Is she taking advantage of him? Maybe. In some ways it sounds like it works for both of them. She enjoys having a Grandad who clearly would do anything for her and he enjoys feeling wanted. Perhaps have a word with grandad and express your concern that he's doing all these long trips but if he really doesn't mind then I would be inclined to leave them to it. I suspect this won't go on forever and your daughter will stop of her own accord. Perhaps at the moment she just feels she needs a bit of attention?

oohyoudevilyou · 03/12/2018 11:39

My childrens' secondary school don't allow parents to bring in anything that's been forgotten, as they prefer them to experience the natural consequences of being disorganised. I would imagine this excludes vital medication, but I think it's a good idea. Your FiL isn't helping her to learn to plan and organise her life.

Ragaroo · 03/12/2018 11:43

I would actually punish her. Lucky DD having a pushover grandad!!
I would calculate the cost of his fuel and keep a running total on the fridge, then take this off her allowance/Xmas gifts.
If she left the house before me I would lock up the violin or homework somewhere until I get home (or take it with me to work!)
Your FIL should respect what you say. If she continues this way she'll never learn, so sorry if I seem harsh but tough love all the way!

mumlost1940 · 03/12/2018 11:43

It's unhealthy. At 14, thoughtless dd is taking advantage of her Grandfather. What if he is injured or dies on one these errands? Cue: Violins....

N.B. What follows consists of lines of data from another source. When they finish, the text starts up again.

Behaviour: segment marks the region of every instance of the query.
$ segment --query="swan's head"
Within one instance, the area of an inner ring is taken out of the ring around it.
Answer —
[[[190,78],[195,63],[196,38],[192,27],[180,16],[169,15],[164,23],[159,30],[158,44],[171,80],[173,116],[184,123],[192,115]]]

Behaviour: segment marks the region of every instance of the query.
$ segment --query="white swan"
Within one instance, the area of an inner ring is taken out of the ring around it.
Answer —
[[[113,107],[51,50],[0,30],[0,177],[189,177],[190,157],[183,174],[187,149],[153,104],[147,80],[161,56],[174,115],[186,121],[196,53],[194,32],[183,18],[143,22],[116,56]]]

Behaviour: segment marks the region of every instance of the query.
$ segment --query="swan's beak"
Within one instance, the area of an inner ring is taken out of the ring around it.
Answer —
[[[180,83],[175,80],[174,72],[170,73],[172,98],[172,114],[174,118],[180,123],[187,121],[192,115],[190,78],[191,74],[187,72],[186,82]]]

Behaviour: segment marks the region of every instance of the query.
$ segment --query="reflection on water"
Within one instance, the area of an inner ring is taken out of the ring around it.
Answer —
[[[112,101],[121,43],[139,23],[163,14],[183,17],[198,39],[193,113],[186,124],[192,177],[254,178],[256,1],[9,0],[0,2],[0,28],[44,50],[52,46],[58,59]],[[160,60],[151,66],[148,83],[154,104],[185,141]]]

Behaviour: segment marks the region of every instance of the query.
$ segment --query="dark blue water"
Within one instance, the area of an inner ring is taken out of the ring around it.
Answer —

SisyphusDad · 03/12/2018 11:44

Same as Devil. My DS's school made it very clear that we are not to bring forgotten things in to them.

seventhgonickname · 03/12/2018 11:50

Funny how she never forgets her phone.
You need to talk to DD she is being selfish and taking advantage of him.

FrostyMoanyWind · 03/12/2018 12:00

I think it's also not good for her. What would she say if you suggest that for every two hours he spends taking things to her, she has to help him with chores for 2 hours?